O desafio, portanto, é reduzir os juros e como fazer é a questão. Penso que se deve começar pelo sistema bancário. Os bancos no mundo todo vivem dos empréstimos que oferecem aos seus clientes. Aqui é diferente, pois o Banco Central presenteia os bancos com duas importantes fontes extras de lucros: os ganhos de tesouraria nas aplicações em títulos do governo com a Selic elevada e as tarifas bancárias exorbitantes que são praticadas. Ao reduzir a Selic ao nível internacional, que é o da inflação, e ao tabelar reduzindo as tarifas bancárias os bancos são direcionados à sua função principal que é a oferta de crédito. Assim, a concorrência se amplia e as taxas de juros refluem.
Ao reduzir a Selic cai a atratividade ao capital especulativo internacional, que retira anualmente do País em média US$ 10 bilhões em juros nas aplicações em títulos regados a Selic. Ao reduzir o ingresso deste capital especulativo o câmbio passa a fluir para novo ponto de equilíbrio que estimo próximo de R$ 3,00/US$. Isso ativa o sistema produtivo ao devolver parte da competitividade retirada das empresas pela apreciação cambial. A inflação que poderá ocorrer não deve servir de impedimento à decisão de colocar o câmbio no lugar. Quem exporta para cá regula o preço em dólar ao mercado. É a lei da concorrência. Com o novo câmbio não há que temer a elevação na mesma proporção dos preços em reais, pois se ajustam os preços em dólar. Contribui, também, para segurar a inflação, como mencionado, a redução do componente juros dos preços.
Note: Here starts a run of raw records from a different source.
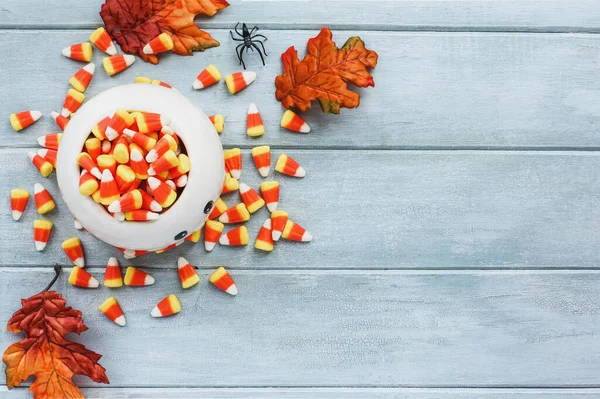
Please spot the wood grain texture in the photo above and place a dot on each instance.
(341, 328)
(433, 90)
(531, 15)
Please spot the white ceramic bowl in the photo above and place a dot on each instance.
(205, 179)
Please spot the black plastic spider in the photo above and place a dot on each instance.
(249, 40)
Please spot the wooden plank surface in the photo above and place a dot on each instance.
(433, 90)
(531, 15)
(398, 209)
(363, 328)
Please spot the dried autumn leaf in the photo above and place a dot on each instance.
(323, 74)
(133, 23)
(45, 352)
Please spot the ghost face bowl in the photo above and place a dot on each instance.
(205, 179)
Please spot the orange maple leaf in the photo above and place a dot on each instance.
(133, 23)
(323, 74)
(45, 352)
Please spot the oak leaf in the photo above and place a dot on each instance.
(324, 72)
(45, 352)
(133, 23)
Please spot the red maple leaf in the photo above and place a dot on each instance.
(324, 72)
(133, 23)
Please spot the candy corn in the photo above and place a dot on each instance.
(117, 63)
(41, 233)
(112, 310)
(44, 167)
(74, 251)
(208, 77)
(238, 81)
(82, 78)
(81, 278)
(251, 199)
(120, 121)
(270, 193)
(236, 237)
(233, 162)
(112, 274)
(43, 200)
(264, 239)
(235, 214)
(137, 278)
(167, 307)
(101, 39)
(50, 141)
(79, 52)
(288, 166)
(21, 120)
(218, 122)
(278, 221)
(18, 202)
(187, 273)
(223, 281)
(254, 124)
(161, 192)
(159, 44)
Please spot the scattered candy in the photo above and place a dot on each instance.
(21, 120)
(41, 233)
(223, 281)
(74, 251)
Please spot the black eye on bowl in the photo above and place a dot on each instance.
(208, 207)
(181, 235)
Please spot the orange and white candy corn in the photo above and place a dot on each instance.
(81, 278)
(79, 52)
(101, 39)
(74, 251)
(270, 193)
(50, 141)
(112, 310)
(109, 190)
(219, 207)
(18, 202)
(117, 63)
(137, 278)
(238, 81)
(223, 281)
(291, 121)
(212, 232)
(41, 233)
(262, 159)
(167, 307)
(120, 121)
(43, 200)
(43, 166)
(235, 214)
(235, 237)
(60, 120)
(251, 199)
(278, 221)
(288, 166)
(112, 274)
(233, 162)
(21, 120)
(159, 44)
(162, 193)
(82, 78)
(218, 122)
(187, 273)
(208, 77)
(254, 123)
(264, 239)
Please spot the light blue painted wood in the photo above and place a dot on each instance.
(433, 90)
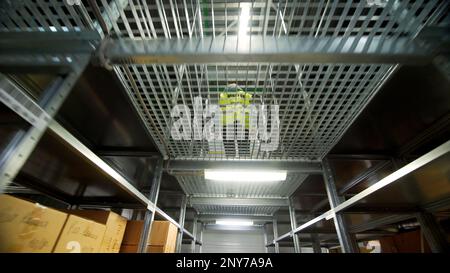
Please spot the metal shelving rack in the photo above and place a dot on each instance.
(320, 61)
(64, 47)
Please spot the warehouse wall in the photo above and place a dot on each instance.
(233, 241)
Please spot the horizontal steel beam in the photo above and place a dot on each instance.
(252, 49)
(265, 202)
(164, 215)
(290, 166)
(213, 217)
(407, 169)
(65, 135)
(71, 42)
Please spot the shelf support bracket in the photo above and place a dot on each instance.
(346, 240)
(150, 215)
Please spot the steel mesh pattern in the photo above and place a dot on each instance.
(317, 102)
(35, 15)
(199, 187)
(236, 210)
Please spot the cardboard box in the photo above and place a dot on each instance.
(150, 249)
(162, 237)
(164, 233)
(28, 227)
(115, 228)
(80, 235)
(132, 233)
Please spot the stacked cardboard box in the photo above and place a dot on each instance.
(30, 227)
(162, 237)
(115, 228)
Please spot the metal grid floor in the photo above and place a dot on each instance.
(317, 102)
(236, 210)
(198, 186)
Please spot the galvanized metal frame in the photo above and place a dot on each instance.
(184, 202)
(150, 215)
(275, 234)
(267, 49)
(405, 170)
(264, 202)
(269, 24)
(308, 138)
(194, 232)
(56, 20)
(435, 236)
(346, 240)
(293, 219)
(24, 142)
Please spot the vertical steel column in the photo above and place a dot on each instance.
(181, 222)
(23, 143)
(275, 234)
(316, 243)
(347, 242)
(294, 226)
(433, 234)
(194, 232)
(149, 215)
(200, 248)
(266, 248)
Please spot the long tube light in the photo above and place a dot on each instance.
(244, 18)
(245, 175)
(234, 223)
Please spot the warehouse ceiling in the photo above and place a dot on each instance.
(318, 101)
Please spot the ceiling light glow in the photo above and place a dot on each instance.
(244, 18)
(245, 175)
(234, 223)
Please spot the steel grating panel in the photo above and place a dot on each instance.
(199, 187)
(316, 105)
(317, 102)
(235, 210)
(49, 16)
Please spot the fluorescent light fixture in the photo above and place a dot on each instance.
(234, 223)
(244, 18)
(245, 175)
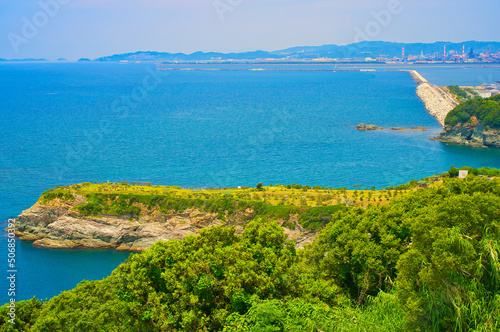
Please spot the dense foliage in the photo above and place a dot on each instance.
(427, 261)
(485, 110)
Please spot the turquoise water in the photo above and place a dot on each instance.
(68, 123)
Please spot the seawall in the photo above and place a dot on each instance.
(437, 102)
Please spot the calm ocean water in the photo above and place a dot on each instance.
(68, 123)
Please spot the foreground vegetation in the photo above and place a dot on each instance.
(486, 110)
(426, 261)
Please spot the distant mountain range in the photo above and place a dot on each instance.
(22, 60)
(363, 49)
(372, 49)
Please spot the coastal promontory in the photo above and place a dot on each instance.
(132, 217)
(475, 123)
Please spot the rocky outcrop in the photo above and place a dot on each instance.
(472, 133)
(362, 126)
(55, 224)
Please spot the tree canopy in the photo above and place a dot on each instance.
(427, 260)
(486, 110)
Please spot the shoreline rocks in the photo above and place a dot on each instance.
(472, 134)
(56, 225)
(371, 127)
(363, 127)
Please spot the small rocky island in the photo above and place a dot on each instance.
(474, 123)
(362, 126)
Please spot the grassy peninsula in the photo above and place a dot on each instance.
(475, 122)
(428, 260)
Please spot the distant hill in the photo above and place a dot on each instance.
(363, 49)
(23, 60)
(389, 49)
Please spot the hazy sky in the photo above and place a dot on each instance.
(92, 28)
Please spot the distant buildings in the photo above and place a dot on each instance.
(462, 174)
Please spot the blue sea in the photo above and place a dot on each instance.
(65, 123)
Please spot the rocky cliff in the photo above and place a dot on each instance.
(472, 133)
(56, 224)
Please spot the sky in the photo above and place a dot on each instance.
(75, 29)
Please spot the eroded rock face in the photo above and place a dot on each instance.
(472, 133)
(56, 225)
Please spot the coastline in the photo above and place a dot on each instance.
(437, 102)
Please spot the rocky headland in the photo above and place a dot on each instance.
(472, 133)
(60, 223)
(475, 122)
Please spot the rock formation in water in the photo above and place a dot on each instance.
(362, 126)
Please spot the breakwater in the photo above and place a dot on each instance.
(437, 102)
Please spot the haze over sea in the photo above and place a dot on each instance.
(65, 123)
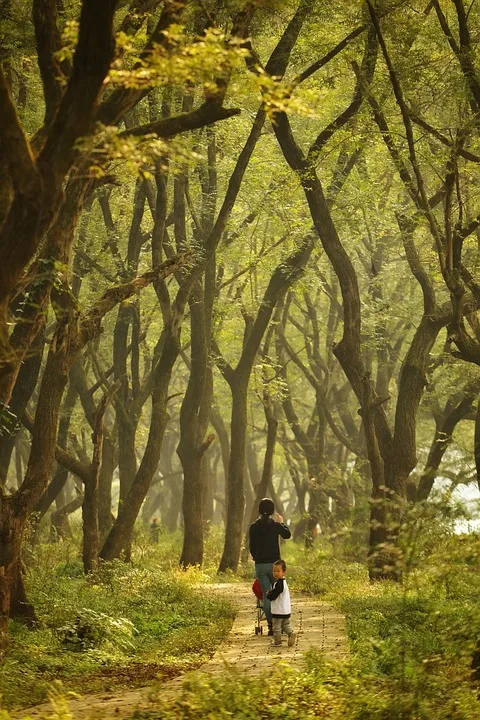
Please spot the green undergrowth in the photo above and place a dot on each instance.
(337, 691)
(126, 626)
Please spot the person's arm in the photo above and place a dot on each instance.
(276, 590)
(252, 541)
(284, 531)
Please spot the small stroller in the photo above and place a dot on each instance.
(257, 591)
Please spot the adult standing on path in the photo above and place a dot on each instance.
(264, 548)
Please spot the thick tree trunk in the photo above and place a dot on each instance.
(267, 472)
(236, 497)
(105, 518)
(12, 594)
(120, 535)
Trata-se de outra política econômica, focada no crescimento e com instrumento adequado ao controle inflacionário, que é a derrubada de preços intoxicados pelos juros.
Em apoio à redução de preços o governo deve estabelecer e implantar políticas voltadas à redução de custos das atividades essenciais à vida da população, especialmente, alimentação e transporte coletivo. Vale lembrar que a alimentação foi o vilão da inflação nos últimos dois anos, e políticas de estoques reguladores e de abastecimento contribuem para controle de preços e podem ser mais bem utilizadas para isso.